Negli anni successivi il suo cinema si fa più visionario e si rivolge al mito e ai classici: Edipo re e Teorema, che mette a nudo lo sgretolamento della famiglia borghese, poi Medea, nel 1969, con la voce e la presenza tragica di Maria Callas. Infine la cosiddetta Trilogia della vita, Il Decameron, I racconti di Canterbury e Il fiore delle Mille e una notte, in cui Pasolini celebra il corpo, il sesso e la narrazione popolare con gioia liberatoria, prima di rinnegarne lui stesso lo spirito.

Il suono di Pasolini

La musica, nel cinema di Pasolini, è quasi sempre presa in prestito dai grandi del passato: la Passione secondo Matteo di Bach che sacralizza una rissa in Accattone, il Requiem di Mozart in Teorema.

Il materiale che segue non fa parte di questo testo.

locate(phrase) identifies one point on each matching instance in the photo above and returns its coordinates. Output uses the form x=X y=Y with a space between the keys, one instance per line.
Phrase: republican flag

Ma il compositore con cui ha lavorato più spesso, per cinque film, è Ennio Morricone, a cui Pasolini lasciava una libertà quasi totale, chiedendogli solo, per scaramanzia, di nascondere da qualche parte una citazione classica. Sul set dei suoi film si formò anche un giovane scenografo destinato a tre Oscar, Dante Ferretti, che proprio con Pasolini firmò la prima scenografia della carriera.

Salò e la fine

Il suo ultimo film è anche il più estremo. Salò o le 120 giornate di Sodoma, girato nel 1975 e uscito postumo l’anno seguente, trasporta il romanzo di Sade nella Repubblica di Salò e diventa un’allegoria feroce del potere e del fascismo, uno dei film più disturbanti mai realizzati, a lungo censurato. Pasolini non lo vide mai nelle sale: nella notte tra il 1 e il 2 novembre 1975 fu ucciso al lido di Ostia, in circostanze ancora oggi non del tutto chiarite. Aveva cinquantatré anni. Ci ha lasciato un cinema che non smette di interrogarci, scomodo e sacro insieme, capace come pochi di trasformare la realtà più misera in pura poesia. Era, prima di ogni altra cosa, un poeta che aveva scelto la macchina da presa come una nuova lingua.